Ellie felt a cold chill as the memory of her mother’s body, splayed spread eagle on the floor of her kitchen, half-naked and drenched in her own blood, crossed her mind’s eye like a bad LSD flashback. “You’d be surprised what people are capable of. And trust me, believing that a stranger did it isn’t going to help the people left behind.” Her voice started to break, but she couldn’t stop the words from coming out. “Sometimes it’s easier if you can understand that there was a motive. Some reason for it, instead of a senseless, random act of violence.”
Laura was staring at her curiously – the book shop owner had a fair share of what Ellie’s Grams would have called 'Second Sight'. Ellie could see that the woman wanted to probe further and was grateful when Laura let it go, and asked instead, “Have you seen Lu? I cannot believe she would show up half tanked to her own father’s memorial service.”
In truth, Ellie had almost been expecting something like that. In fact, her bet was that Lu wouldn’t show up at all – but the fact that she’d shown up smelling like a six pack, weaving and slurring her way through the dining room to the table Bella had set aside for the family, seemed right in keeping with the Louisa Cullen Ellie knew.
What Ellie hadn’t expected was the very solicitous way Jeanne Hertz was treating the girl. She’d come in with the girl, and while Ellie wasn’t sure if they had come together, Jeanne was sticking to her like a burr on Grams McNally’s sheltie, bringing her cups of punch, a plate full of food that Lu didn’t touch, and then finally a cup or two of espresso, probably in the hopes of sobering the girl up.
But nothing was working. If anything, Louisa seemed even drunker now than she had when she’d arrived an hour before. She’d started two loud and incoherent arguments, one with Arabella and another with a man Ellie didn’t recognize. Next she’d gotten into a screaming match with her sister, accusing Ingrid of turning their father against her. Todd and Patti had tried to calm her down, and taken her off to a corner. Ingrid had looked mortified, the cheeks on her pale face rosy red. An hour or so later, while sitting at a table with Jeanne and To
dd Hertz, Lu had starting shouting at an empty chair, apparently, from what Ellie could hear from her post at the espresso machine, having a one sided argument with her father.
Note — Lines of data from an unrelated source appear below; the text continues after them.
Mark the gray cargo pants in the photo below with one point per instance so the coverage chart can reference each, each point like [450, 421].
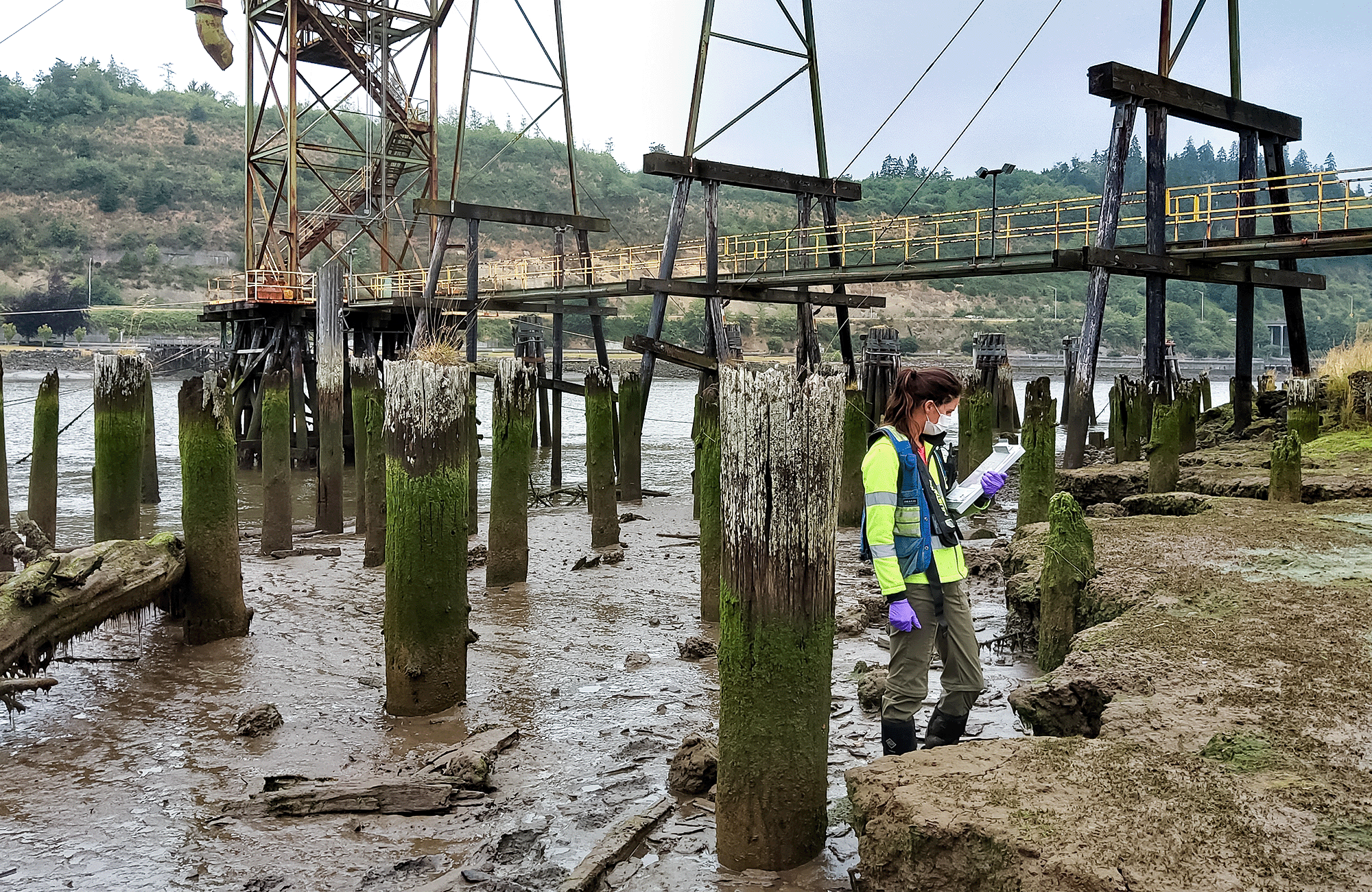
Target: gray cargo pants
[912, 651]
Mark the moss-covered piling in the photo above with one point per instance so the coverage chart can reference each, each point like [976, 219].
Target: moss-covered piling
[975, 426]
[781, 454]
[857, 427]
[426, 625]
[600, 459]
[1304, 408]
[707, 471]
[1069, 561]
[43, 465]
[512, 430]
[276, 462]
[152, 492]
[213, 594]
[1285, 482]
[1038, 471]
[632, 438]
[117, 481]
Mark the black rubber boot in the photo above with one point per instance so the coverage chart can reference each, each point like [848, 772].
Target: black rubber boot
[945, 731]
[898, 738]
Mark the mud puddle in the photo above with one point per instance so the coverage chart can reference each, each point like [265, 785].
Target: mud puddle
[117, 780]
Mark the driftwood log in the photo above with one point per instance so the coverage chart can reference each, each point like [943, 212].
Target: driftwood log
[62, 596]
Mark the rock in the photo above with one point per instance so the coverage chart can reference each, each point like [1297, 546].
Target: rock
[696, 648]
[695, 766]
[259, 720]
[872, 688]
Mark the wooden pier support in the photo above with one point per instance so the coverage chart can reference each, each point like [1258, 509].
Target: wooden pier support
[857, 429]
[426, 626]
[632, 411]
[1069, 561]
[117, 480]
[707, 480]
[329, 397]
[276, 462]
[975, 426]
[43, 465]
[1038, 471]
[1304, 408]
[1164, 465]
[213, 596]
[781, 454]
[1285, 481]
[600, 459]
[152, 492]
[512, 430]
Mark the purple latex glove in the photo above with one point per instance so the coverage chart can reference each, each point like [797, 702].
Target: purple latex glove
[902, 617]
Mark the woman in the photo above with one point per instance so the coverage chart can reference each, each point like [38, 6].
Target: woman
[914, 544]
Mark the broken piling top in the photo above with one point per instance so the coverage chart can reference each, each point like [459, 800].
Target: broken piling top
[781, 452]
[422, 399]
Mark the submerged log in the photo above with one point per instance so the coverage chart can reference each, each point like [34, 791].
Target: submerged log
[75, 594]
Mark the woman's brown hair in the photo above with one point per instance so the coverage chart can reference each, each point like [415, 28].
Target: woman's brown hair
[916, 388]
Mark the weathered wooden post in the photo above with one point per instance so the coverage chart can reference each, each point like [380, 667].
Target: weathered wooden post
[329, 397]
[152, 492]
[43, 465]
[632, 411]
[1038, 471]
[707, 470]
[512, 430]
[975, 426]
[276, 462]
[427, 462]
[1069, 561]
[355, 374]
[117, 481]
[1164, 466]
[857, 427]
[1304, 408]
[1285, 482]
[600, 459]
[781, 454]
[1189, 407]
[213, 598]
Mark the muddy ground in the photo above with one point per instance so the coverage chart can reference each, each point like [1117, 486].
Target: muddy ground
[119, 779]
[1231, 744]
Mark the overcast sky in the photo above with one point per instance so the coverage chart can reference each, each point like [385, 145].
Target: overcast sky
[630, 64]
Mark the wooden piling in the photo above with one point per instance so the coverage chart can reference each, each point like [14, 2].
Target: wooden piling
[1304, 408]
[632, 438]
[1164, 466]
[213, 594]
[329, 397]
[857, 427]
[1069, 561]
[781, 454]
[600, 459]
[117, 481]
[150, 489]
[427, 465]
[512, 429]
[43, 465]
[276, 462]
[1038, 470]
[707, 474]
[1285, 482]
[975, 426]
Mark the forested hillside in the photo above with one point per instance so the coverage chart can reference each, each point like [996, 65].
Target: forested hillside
[95, 169]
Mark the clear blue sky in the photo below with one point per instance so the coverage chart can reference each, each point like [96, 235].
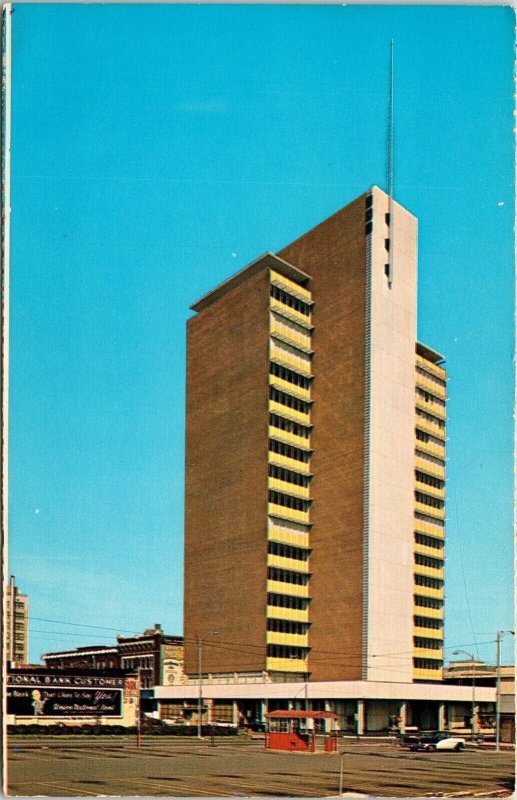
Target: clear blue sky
[156, 150]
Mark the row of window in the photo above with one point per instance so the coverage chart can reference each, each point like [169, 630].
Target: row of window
[288, 475]
[289, 451]
[290, 301]
[288, 626]
[427, 602]
[285, 651]
[438, 523]
[146, 662]
[429, 398]
[427, 500]
[288, 425]
[431, 583]
[429, 541]
[427, 561]
[430, 376]
[287, 576]
[288, 400]
[288, 501]
[430, 418]
[291, 327]
[429, 480]
[289, 375]
[422, 436]
[288, 551]
[429, 644]
[427, 663]
[428, 622]
[288, 601]
[428, 458]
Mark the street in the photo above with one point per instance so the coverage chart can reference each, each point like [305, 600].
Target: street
[89, 766]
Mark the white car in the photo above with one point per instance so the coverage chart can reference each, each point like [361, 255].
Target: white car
[451, 743]
[433, 740]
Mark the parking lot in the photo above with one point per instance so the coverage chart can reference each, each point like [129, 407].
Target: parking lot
[89, 766]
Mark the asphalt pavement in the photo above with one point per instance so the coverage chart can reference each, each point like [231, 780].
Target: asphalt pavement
[90, 766]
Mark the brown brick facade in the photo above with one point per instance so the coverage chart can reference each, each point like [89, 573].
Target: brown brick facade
[226, 480]
[334, 255]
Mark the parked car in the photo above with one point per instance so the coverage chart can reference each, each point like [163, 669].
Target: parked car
[433, 740]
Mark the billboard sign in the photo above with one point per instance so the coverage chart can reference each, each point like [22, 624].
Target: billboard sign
[43, 698]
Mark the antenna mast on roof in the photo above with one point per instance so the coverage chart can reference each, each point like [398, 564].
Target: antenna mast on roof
[391, 162]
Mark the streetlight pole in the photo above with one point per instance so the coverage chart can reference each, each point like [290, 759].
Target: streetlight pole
[200, 640]
[472, 658]
[498, 690]
[498, 638]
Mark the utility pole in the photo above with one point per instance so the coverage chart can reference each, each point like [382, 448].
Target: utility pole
[498, 690]
[473, 660]
[498, 638]
[200, 640]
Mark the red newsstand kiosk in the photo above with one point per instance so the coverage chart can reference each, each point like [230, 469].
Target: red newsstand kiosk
[294, 731]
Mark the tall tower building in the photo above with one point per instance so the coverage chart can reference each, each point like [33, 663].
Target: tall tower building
[314, 492]
[16, 624]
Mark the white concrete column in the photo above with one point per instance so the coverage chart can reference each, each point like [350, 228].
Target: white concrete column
[442, 717]
[326, 722]
[403, 716]
[359, 717]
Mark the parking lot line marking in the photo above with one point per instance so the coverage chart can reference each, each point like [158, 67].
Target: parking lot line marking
[67, 787]
[158, 785]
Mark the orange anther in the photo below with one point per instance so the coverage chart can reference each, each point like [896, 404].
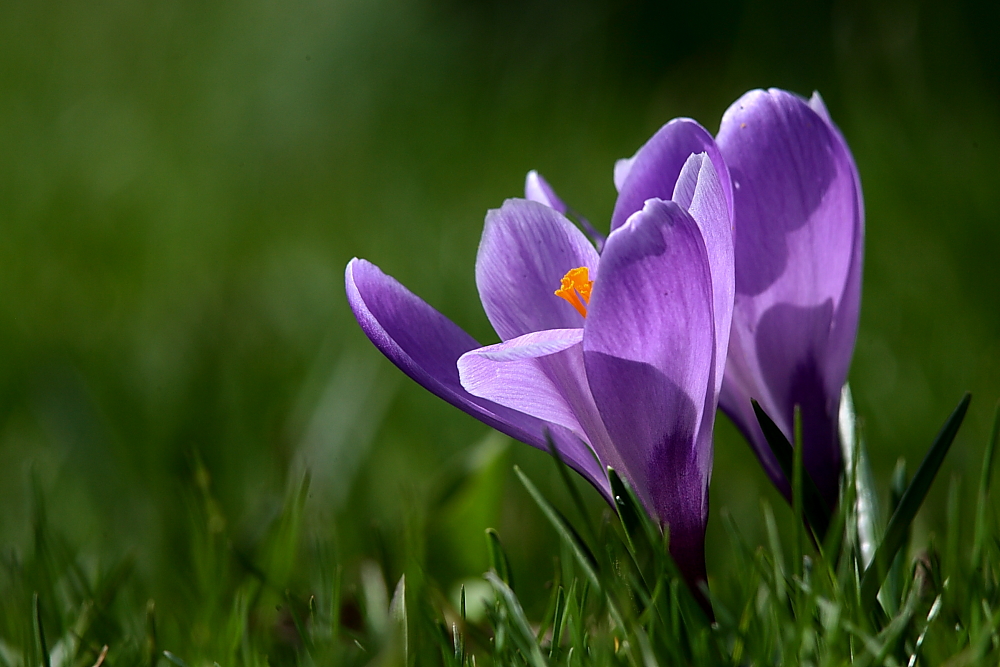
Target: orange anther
[575, 288]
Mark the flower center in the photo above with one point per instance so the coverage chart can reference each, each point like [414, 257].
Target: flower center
[575, 288]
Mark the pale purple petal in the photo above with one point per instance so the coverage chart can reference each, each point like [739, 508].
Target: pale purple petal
[525, 251]
[653, 171]
[699, 190]
[649, 347]
[798, 230]
[622, 169]
[426, 345]
[509, 374]
[538, 189]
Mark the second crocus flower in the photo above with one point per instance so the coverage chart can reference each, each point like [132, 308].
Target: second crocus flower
[799, 233]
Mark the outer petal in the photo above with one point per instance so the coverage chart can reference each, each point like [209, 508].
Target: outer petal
[798, 228]
[525, 251]
[649, 348]
[699, 190]
[509, 374]
[538, 189]
[653, 171]
[426, 346]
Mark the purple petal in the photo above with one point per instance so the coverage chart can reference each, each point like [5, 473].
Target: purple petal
[699, 190]
[525, 251]
[653, 171]
[426, 345]
[538, 189]
[622, 169]
[649, 348]
[799, 232]
[509, 374]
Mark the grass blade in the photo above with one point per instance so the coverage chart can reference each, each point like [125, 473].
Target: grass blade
[498, 558]
[523, 635]
[816, 511]
[583, 554]
[40, 631]
[911, 501]
[984, 491]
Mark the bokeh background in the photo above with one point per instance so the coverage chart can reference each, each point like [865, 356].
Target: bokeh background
[182, 184]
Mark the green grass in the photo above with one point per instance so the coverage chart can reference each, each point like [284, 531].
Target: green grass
[613, 594]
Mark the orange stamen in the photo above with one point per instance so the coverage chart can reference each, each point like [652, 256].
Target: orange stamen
[575, 288]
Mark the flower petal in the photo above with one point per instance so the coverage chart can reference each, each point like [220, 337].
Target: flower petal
[426, 345]
[525, 251]
[653, 171]
[509, 374]
[538, 189]
[799, 232]
[699, 190]
[649, 348]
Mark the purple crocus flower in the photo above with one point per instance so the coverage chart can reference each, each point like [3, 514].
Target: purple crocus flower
[799, 232]
[617, 356]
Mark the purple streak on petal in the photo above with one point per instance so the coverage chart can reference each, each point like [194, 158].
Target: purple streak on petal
[654, 169]
[844, 329]
[525, 251]
[794, 196]
[799, 233]
[790, 342]
[699, 190]
[538, 189]
[649, 348]
[426, 345]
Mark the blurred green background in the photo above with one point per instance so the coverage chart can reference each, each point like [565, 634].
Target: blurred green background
[182, 184]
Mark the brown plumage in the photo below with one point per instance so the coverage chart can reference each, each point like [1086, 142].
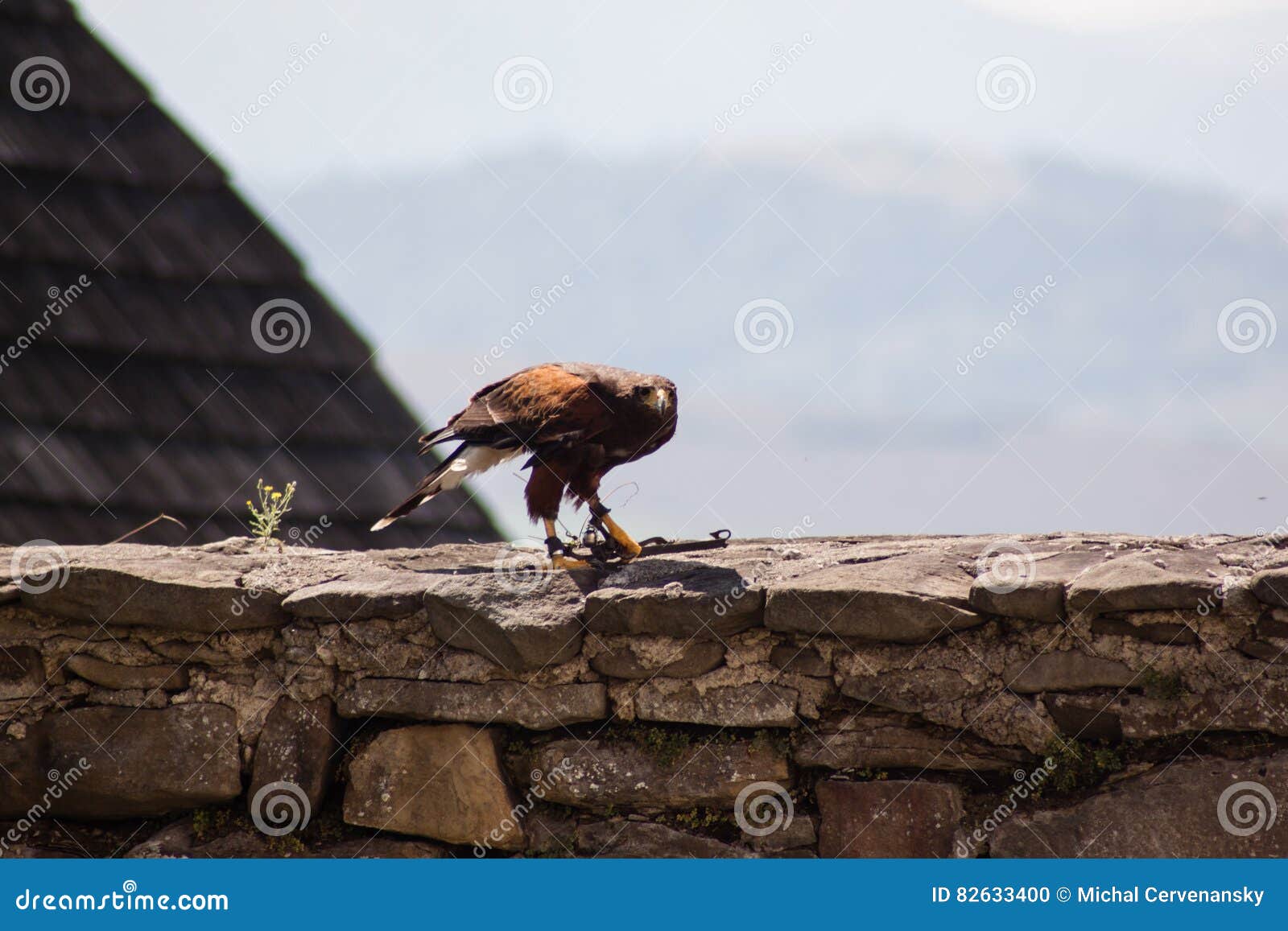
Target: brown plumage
[575, 422]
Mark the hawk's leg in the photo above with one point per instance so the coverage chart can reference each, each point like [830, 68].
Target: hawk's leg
[558, 550]
[629, 547]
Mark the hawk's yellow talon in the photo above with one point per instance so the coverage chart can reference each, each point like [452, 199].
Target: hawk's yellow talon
[630, 549]
[562, 562]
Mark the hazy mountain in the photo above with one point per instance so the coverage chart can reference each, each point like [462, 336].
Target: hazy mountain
[974, 345]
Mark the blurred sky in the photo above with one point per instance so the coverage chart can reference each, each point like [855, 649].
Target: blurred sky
[1135, 122]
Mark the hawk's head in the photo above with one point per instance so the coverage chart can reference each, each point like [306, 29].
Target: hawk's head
[656, 393]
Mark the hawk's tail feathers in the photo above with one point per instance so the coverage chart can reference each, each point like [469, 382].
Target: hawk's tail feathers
[465, 460]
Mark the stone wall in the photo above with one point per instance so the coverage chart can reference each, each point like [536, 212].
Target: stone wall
[1063, 694]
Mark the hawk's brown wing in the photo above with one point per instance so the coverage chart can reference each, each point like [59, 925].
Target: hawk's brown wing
[531, 409]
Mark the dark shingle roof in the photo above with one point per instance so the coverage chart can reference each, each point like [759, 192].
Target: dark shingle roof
[145, 390]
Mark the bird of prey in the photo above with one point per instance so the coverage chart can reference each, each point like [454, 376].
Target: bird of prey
[575, 422]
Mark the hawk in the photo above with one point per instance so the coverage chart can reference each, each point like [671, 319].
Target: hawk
[575, 422]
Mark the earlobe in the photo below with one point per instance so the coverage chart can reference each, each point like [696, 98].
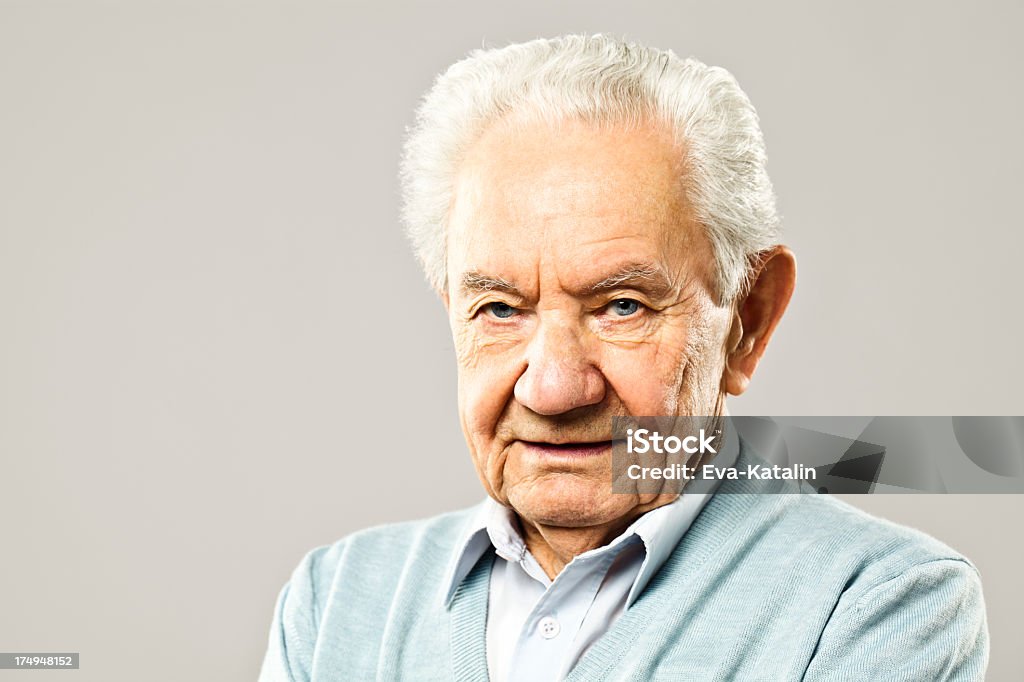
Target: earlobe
[757, 315]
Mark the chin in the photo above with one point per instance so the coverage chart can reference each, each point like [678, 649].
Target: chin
[569, 501]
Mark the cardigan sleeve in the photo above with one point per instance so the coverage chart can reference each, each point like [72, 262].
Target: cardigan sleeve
[928, 623]
[293, 633]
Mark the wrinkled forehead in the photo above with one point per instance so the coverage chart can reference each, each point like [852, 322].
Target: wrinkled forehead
[573, 200]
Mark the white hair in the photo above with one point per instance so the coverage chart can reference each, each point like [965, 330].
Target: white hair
[602, 80]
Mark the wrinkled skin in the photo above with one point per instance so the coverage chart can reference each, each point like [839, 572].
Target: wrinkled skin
[581, 287]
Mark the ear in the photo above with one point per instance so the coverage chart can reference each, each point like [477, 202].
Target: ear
[756, 316]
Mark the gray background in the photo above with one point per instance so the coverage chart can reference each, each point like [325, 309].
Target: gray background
[209, 318]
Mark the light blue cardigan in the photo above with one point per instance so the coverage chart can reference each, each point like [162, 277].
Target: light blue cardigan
[762, 587]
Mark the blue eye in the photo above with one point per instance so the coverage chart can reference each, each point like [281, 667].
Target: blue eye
[625, 307]
[501, 310]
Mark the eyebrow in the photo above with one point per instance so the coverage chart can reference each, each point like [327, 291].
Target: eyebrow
[476, 283]
[646, 276]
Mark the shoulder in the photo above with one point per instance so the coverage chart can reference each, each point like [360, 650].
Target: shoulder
[852, 531]
[378, 555]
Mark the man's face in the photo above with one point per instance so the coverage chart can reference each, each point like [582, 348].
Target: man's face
[581, 288]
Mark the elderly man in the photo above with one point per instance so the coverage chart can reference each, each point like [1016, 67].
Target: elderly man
[597, 219]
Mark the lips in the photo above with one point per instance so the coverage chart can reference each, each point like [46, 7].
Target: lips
[568, 450]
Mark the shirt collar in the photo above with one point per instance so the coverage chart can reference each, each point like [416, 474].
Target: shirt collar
[493, 525]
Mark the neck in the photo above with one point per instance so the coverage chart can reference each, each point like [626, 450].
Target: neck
[554, 547]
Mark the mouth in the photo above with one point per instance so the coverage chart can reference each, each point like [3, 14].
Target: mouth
[568, 450]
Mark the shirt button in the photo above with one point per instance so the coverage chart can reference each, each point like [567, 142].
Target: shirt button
[549, 628]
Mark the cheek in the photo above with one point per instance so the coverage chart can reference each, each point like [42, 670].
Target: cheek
[486, 381]
[646, 377]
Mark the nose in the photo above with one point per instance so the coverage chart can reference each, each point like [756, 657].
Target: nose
[559, 376]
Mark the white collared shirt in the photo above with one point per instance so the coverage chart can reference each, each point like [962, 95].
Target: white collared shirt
[538, 629]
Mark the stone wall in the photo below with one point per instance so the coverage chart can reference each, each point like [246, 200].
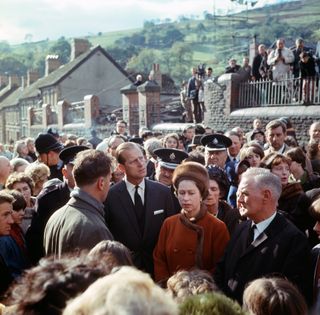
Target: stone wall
[222, 113]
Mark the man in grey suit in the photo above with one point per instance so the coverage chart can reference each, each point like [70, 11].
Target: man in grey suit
[136, 207]
[80, 223]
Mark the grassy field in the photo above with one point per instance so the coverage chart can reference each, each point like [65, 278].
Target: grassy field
[225, 37]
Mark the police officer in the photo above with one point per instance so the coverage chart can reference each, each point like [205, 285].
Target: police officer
[216, 149]
[50, 199]
[48, 149]
[167, 161]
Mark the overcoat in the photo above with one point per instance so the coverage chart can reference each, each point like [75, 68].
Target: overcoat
[280, 249]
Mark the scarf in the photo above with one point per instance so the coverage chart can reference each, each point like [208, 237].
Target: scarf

Or perhaps the shade of her father, although Ellie saw and felt nothing to indicate Artie was actually present.
Finally, Lu started yelling at Todd, calling him a bastard and screaming at him to leave her alone. Todd kept his voice low, and from Ellie could tell, did his best to quiet her, but when nothing worked, he left the table, looking miserable. The only one who stuck with the girl, ironically, was Jeanne Hertz.
Ellie responded to Laura. “I guess she needed a little bolstering.”
Laura scoffed. “Is that what you call it? Huh. They had the grave side service yesterday. Apparently it was family only – no one I know even knew when it was until it was over with. Sort of odd.”
“Not really. I’m sure they just wanted to keep it private. It was a tragic death. They probably didn’t want any gawkers.” Ellie’s own parents’ funeral had been a circus – the media had been present, and while there were dozens of friends come to pay their respects, there were also an equal number of strangers – gawkers and tragedy hounds who’d been attracted by all the press coverage of the grisly double murder they’d been hearing about on TV. How they had found out about the funeral, Ellie didn’t know, but at the time, she’d blamed the cops. Of course, at that point, she’d have blamed them for the weather.
Laura shrugged, not understanding. “I guess.”
Someone across the room – Ellie couldn’t see who – waved, and Laura’s face brightened. She waved back, then said, “I should go mingle. Don’t forget the Business Owner’s Association meeting on Friday, and the drinks after. Madchen said she invited you.”
Ellie stuffed the pain back down into the little mental box she kept it in, and smiled. “Looking forward to it.”
Laura gave her a distracted smile then disappeared into the crowd of milling townsfolk.